濁った思考は何も生まず、ただただそこに漂うだけだった。

虚空を見つめる目はなにも写さず、何も感じない。

彼はぴくりともせず白い大地で膝を抱えていた。

太陽も月もない世界は、どのくらいの時が経ったのかも示さなかった。




☆ ☆ ☆ ☆ ☆ ☆ ☆ ☆ ☆ ☆ ☆




膝を抱えて微動だにしなかった瞳に、ふと、赤いものが映った。

うつろな目でそちらを見ると、大きな紅葉の葉が2枚。

いつの間にこんなものが……?

一瞬、そうは思ったもののただそれだけだった。

未だ彼は動かない。




☆ ☆ ☆ ☆ ☆ ☆ ☆ ☆ ☆ ☆ ☆




ずりっ、ずりっ、と何かを引きずる音が聞こえる。

音のする方を見ると、引きずられている真っ赤な紅葉。

その葉っぱよりも小さいだろう妖精さんがどこからとってきたのか薬草を引きずってきたのだ。
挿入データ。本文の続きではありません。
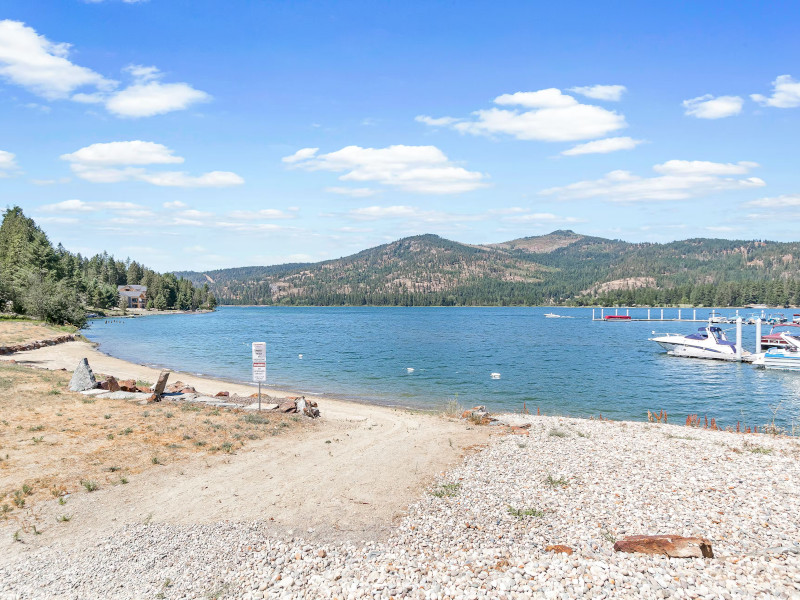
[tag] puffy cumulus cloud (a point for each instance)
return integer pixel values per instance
(785, 93)
(603, 146)
(783, 201)
(352, 192)
(545, 115)
(709, 107)
(32, 61)
(612, 93)
(421, 169)
(678, 180)
(148, 96)
(8, 163)
(300, 155)
(114, 162)
(43, 67)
ずりっ、ずりっと少し引きずっては休み、また少しずつこちらへと引きずってくる。

やがてこちらへとたどり着くと、二枚の薬草が重なる上によいしょっとばかりに持ってきたのを乗っけて、一仕事したとでもいうようにその上をくるくると回る。

そうしてから、俺の顔に近づいてきて、小さな光の中からもっと小さい手が出てきて、いたわるようにそっと顔に触れた。


小枝と間違えてしまいそうなほど細く小さな手。

だけど、その小さな手は確かな体温を持っていた。


誰かに触れられるのはいつぶりだろうか。

元の世界でもしばらく誰かに触れていない気がする。


そっと触れられた手の触感が俺がここにいることを証明してくれている。

それはじんわりと心地よく体中に染み渡ってくる。


あぁ、そうか。


君は心配してくれたのか。


だから俺が何度も食べていた薬草を重いだろうに持ってきてくれたんだな。

何度も何度も引きずって、大変な思いをして。

今だってこうやって気遣ってくれている。

なによりもその気持ちが、今、素直に温かいと思える。


正直、未だ先が見えない不安はある。

突発的なバグだったのかもしれないが、こんなことが何回もあるのかもしれないし、実際に自分が消滅するような事にもなるかもしれない。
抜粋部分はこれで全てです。